Go get your MBA, then maybe you’ll have a shot. But I wouldn’t bet on it.
Note: I’m usually very supportive of my fellow 🐟, but you clearly did not take the time to structure a post that helps us help you.
You’re right that the valuation / modeling aspect mostly occurs in PE or Corp dev. Most of the m&a people in big 4 are doing
Financial due diligence: quality of earnings analysis. Basically trying to figure out normalized adjusted ebitda
Accounting advisory: how will a potential transaction effect earnings prospectively due to accounting adjustment
Integration / separation: how to you merge separate companies effectively
Operational due diligence: how much cost can you take out of business, what can you do with pricing, what is the effect of harmonizing benefit plans
I think Deloitte has the largest practice, but we also run into BCG a lot and partner with them at clients. They'll do the overall strategy at the C-Suite level and we'll do the functional work that has a bit longer tail (pre and post merger integration). I see some PwC as well and Accenture in the IT function.
So confused.... do you mean due diligence and valuations or M&A?
Referring to PE and corporate type of M&A that deals with mostly valuation analysis, dcf, lbo. Sell side or buy side.
Thanks kpmg1 so do you think it’s possible for me to move into that area with my profile?
Im actually referring to m&a within consulting. There’s no need to be condescending. Some of you guys need to get a life. Extremely surprised that some of you are in leadership positions with how immature and unprofessional you are.
In your previous post, you say “Referring to PE and corporate type of M&A”
OP, if you want to do M&A at a Consulting firm, chances are, you’re looking at doing either financial or tech diligence.

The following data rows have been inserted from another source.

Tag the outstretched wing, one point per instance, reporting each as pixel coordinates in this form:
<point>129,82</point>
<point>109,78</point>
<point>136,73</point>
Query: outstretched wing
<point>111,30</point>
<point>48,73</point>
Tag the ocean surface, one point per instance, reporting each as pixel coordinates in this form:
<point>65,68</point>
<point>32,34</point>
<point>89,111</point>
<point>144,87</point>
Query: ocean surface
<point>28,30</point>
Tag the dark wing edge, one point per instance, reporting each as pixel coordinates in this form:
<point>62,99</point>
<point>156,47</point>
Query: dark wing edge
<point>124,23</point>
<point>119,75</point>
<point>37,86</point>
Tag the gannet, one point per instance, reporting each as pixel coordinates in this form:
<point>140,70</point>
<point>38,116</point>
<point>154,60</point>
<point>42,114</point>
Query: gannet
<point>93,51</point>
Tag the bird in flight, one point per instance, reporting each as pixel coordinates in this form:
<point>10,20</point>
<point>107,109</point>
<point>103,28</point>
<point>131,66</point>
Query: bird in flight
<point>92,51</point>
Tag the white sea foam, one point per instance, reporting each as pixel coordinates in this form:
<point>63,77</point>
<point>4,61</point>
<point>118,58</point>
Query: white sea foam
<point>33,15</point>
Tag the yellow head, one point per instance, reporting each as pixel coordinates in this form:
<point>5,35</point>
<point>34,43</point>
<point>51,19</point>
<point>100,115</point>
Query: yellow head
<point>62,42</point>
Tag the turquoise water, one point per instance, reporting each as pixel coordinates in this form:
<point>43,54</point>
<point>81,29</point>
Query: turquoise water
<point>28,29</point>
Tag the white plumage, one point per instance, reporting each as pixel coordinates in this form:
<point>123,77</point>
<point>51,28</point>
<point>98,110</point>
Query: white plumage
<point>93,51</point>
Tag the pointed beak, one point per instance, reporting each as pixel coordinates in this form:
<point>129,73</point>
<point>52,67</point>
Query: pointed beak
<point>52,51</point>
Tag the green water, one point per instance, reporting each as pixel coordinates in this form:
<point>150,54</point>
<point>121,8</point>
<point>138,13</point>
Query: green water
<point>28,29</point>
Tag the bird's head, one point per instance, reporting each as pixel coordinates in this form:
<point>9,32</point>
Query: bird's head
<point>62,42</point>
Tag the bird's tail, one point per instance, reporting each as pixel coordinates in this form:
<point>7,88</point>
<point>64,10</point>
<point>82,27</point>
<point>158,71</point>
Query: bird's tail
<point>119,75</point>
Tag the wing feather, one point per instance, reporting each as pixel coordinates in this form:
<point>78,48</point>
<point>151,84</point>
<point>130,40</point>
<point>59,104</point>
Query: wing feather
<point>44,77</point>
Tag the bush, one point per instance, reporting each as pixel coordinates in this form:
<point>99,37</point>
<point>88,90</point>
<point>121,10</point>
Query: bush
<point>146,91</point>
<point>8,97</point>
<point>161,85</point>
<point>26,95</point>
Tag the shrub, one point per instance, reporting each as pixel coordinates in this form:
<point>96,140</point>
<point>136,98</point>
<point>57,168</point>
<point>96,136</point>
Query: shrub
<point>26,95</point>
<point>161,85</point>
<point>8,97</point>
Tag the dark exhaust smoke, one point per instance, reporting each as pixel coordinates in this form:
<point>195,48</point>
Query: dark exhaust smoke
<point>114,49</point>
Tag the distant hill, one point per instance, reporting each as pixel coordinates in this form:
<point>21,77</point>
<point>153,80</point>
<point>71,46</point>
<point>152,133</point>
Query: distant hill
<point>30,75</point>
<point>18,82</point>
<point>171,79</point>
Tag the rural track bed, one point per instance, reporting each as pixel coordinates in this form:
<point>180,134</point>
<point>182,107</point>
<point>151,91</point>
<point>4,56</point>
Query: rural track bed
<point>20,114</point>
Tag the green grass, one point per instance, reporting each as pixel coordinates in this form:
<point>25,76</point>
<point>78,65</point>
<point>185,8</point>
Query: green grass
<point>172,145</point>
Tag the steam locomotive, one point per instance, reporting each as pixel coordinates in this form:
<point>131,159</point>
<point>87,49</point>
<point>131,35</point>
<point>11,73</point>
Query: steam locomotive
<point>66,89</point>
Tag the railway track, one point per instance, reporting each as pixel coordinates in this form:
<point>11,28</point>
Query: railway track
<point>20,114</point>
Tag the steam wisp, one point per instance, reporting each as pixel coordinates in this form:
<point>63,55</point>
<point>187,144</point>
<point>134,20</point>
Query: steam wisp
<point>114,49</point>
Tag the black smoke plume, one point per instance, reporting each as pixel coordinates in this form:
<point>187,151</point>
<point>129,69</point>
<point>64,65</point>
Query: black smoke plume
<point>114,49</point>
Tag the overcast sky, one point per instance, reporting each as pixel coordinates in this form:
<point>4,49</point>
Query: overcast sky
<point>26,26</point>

It’s not hard to get into at all, in fact, there are a few smaller firms that are quite good at it with easier lifestyles and better firm cultures out there. Good luck.
Thanks m1- can you tell me the name of those firms?
S1 yes I did but I was on various consulting websites and that the verbiage they used but I realize I didn’t tee it up by saying providing those type of services as opposed to working in those industries
Top M&A firms: BCG, McK, Bain (for diligence), PwC Deals, Deloitte
Small firms like West Monroe Partners also does a decent job.